Hi dear friends. Happy Friday.
I hope everyone is on their knees thanking God for Friday as I surely am. Speaking of God, He and I are having a bit of a classic “Will they? Won’t they?” You could cut the spiritual tension between us with a rusty butter knife — or a gentle gust of wind. It’s palpable and people are talking. He’s obsessed with me. If God were a 12-year-old boy he’d be calling me fat in Geometry but then telling me he is actually in love with me over AIM.
I love the phrase “We plan, God Laughs” or its counterpart “God has a sense of humor.” Because both can be cross-stitched on a pillow and it’s comforting to believe that the never-ending humiliation of being alive is actually just an omnipotent creator pranking you. It’s just way more fun to believe that the Great I AM is just new boot goofin’ with your entire life. What’s the alternative? That you’re just embarrassing? Eye roll.
I’ve been planning lately. Planning HARD. And God has not only just been laughing - but he’s been BUSTING OUT ROLLING ON THE FLOOR SPIT TAKE LAUGHING at me. Last night I did 12 minutes of great amateur* standup comedy. My jokes hit. My crowd work hit. Two drunk 20-year-olds from Manchester, ENGLAND told me I was their favourite comic of the night. Moments later I learned that I had toilet paper on my shoe the entire time.
I wanted to die, for a moment, and then I realized very quickly that God was just accessing me through the first way I ever learned how to make sense of the world: UNDERDOG FEMALE LEADS IN EARLY 2000’s MEDIA. God wasn’t punishing me. He was ushering me into the life I’ve dreamed of — tropes, trials, PLOT — just like all of my sheroes before me. (Josie Grosie? Need I say more?)
A big realization that has been rattling around my brain lately is how when I was young, I promised myself that when I grew up, I would become perfect, and perfection would shield me from pain. It’s how I coped with everything unpleasant around me that was out of my control. I think up until blacking out on stage last Sunday, I was truly maintaining that belief that I can actually achieve perfection. I made that promise to 5, 10, 15-year-old Chloe that I was going to get us out of this mess. I really shook on it with myself. I would stare in the mirror for hours and make sweeping promises about my future. I’m going to get us boobs and a good life.

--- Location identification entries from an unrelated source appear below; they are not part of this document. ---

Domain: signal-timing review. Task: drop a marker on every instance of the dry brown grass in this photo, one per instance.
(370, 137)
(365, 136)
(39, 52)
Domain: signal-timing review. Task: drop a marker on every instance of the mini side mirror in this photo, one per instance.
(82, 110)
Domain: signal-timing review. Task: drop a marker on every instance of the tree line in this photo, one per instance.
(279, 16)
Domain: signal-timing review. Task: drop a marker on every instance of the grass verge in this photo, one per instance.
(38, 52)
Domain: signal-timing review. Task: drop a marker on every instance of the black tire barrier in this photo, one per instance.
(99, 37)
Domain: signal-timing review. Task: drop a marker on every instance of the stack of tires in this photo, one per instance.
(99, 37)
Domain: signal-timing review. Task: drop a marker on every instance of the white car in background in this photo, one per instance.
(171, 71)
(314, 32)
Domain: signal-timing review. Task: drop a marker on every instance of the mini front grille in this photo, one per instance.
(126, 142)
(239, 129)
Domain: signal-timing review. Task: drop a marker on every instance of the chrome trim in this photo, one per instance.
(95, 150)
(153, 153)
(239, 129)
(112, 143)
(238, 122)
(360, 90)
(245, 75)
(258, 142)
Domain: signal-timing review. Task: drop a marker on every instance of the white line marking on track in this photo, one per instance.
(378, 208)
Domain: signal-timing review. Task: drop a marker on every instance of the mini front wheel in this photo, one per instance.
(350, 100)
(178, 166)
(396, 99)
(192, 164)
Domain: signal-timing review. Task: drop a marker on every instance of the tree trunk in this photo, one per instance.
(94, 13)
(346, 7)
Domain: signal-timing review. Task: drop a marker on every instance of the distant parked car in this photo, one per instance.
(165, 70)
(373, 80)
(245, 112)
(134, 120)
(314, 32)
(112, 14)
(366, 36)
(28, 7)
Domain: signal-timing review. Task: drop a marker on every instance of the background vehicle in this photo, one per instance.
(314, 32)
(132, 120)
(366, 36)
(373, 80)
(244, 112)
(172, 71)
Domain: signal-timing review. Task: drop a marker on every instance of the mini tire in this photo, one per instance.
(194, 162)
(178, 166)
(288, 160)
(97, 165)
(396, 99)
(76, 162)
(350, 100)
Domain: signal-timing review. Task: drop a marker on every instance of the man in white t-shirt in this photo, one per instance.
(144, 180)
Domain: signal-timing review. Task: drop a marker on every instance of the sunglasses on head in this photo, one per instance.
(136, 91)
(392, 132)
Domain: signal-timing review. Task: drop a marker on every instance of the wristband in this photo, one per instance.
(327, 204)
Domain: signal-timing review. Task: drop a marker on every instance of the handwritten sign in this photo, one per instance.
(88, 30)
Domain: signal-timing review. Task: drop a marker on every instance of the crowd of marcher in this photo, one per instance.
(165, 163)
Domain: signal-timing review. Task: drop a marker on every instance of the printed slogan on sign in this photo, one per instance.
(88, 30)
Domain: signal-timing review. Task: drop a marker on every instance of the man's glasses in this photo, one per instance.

The pursuit of perfection and maintaining that promise is what has landed me in rehabs, psych wards, and so so so many waiting rooms. When I looked down at my feet last night, toilet paper and all, I just heard a voice so playfully tell me the following:
Just let the movie play out. This is the plot — I’m making you the character you most love — you are not perfect, that’s not your thing, but I promise there is a happy ending.
I wish you all a happy Friday and the chance at your own toilet paper moment.